Akhir pekan yang lalu ada Andre, tetangga dari Pontianak yang sekaligus teman sedari kecil saya, main ke rumah. Ia ada pekerjaan di bandara Soekarno Hatta, selama lebih kurang 4 minggu. Kehabisan ide dan suntuk, akhirnya kami memutuskan untuk sekadar cuci mata di IKEA Alam Sutera, yang baru saja buka tengah bulan ini.
IKEA memang bagus, salah satu contoh kesuksesan yang, menurut Simon Sinek, dimulai dari "Start with Why". Di mana-mana tertempel pertanyaan-pertanyaan seperti, "Why do our designers create the price tag first? At IKEA, our designers' main concern is to make good quality furniture at a price that is affordable. - That's why"
Di showroom yang luasnya bikin kaki pegal, Andre sempat nyeletuk begini.

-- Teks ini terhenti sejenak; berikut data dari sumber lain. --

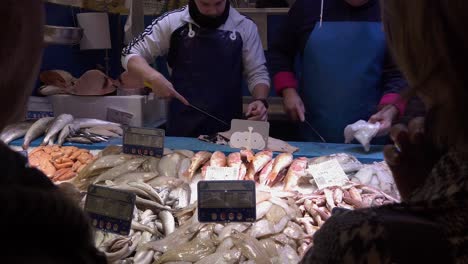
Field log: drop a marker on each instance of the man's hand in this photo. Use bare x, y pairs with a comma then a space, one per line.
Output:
411, 158
293, 105
385, 117
162, 88
257, 111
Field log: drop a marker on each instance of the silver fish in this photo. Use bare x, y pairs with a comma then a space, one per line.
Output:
81, 140
129, 166
36, 130
91, 122
101, 132
167, 221
15, 131
60, 122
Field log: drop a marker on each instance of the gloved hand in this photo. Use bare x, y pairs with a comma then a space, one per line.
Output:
385, 117
257, 111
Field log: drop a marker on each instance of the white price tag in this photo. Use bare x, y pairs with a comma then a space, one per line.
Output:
221, 173
328, 173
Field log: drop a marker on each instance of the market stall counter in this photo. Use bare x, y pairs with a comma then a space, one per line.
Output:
306, 149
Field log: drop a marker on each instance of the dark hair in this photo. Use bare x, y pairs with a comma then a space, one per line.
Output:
429, 42
21, 48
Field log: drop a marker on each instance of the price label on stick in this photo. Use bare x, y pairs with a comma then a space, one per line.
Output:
249, 134
143, 141
226, 201
110, 210
328, 173
221, 173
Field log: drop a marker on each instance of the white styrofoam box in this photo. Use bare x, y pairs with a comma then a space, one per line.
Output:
39, 107
132, 110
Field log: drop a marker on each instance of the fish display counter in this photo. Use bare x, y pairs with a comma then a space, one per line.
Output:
289, 204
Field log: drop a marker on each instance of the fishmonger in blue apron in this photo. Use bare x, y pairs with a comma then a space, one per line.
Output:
210, 48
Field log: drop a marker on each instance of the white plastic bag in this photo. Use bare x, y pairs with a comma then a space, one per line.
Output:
362, 131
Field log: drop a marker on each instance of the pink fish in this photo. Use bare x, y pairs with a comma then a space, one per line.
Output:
198, 160
295, 171
282, 161
234, 160
247, 155
261, 159
265, 172
218, 159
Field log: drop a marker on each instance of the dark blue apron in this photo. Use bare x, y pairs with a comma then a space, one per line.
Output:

Memang betul Mas, kalau terus-terusan di Pontianak kita tidak bisa majuSeketika saya teringat KTP yang, kalau pegawai kecamatan Tangerang beneran rajin, akan jadi 7 hari lagi. Tak lama lagi saya akan resmi menjadi penduduk Banten. Bayar pajak, iuran, pungli, apapun namanya, ke Banten. Hampir tak ada ikatan emosional lagi dengan kampung kelahiran. Hampir tak ada. Saya, lambat laun, telah hijrah.
Ini sesuai dengan filosofi (cie filosofi cie) muhajirin.net, bahwa sudah memang fitrahnya kita ini hijrah. Hijrah adalah keniscayaan, mau tak mau, suka atau benci. Pertanyaan yang harus kita tanyakan selalu pada wajah yang kita amati setiap hari di cermin adalah, apakah kondisi kita saat ini adalah kondisi paling ideal untuk mengembangkan diri? Ataukah ada tempat lain yang bisa memberi nilai lebih?
Apakah kita tetap tinggal, ataukah kita harus hijrah? Sanggupkah kita membanting setir kencang-kencang, mengubah arah kapal, atau melebarkan sayap demi berada di lapisan langit yang lebih tinggi? Bukankah selalu saja ada tempat lain yang lebih baik?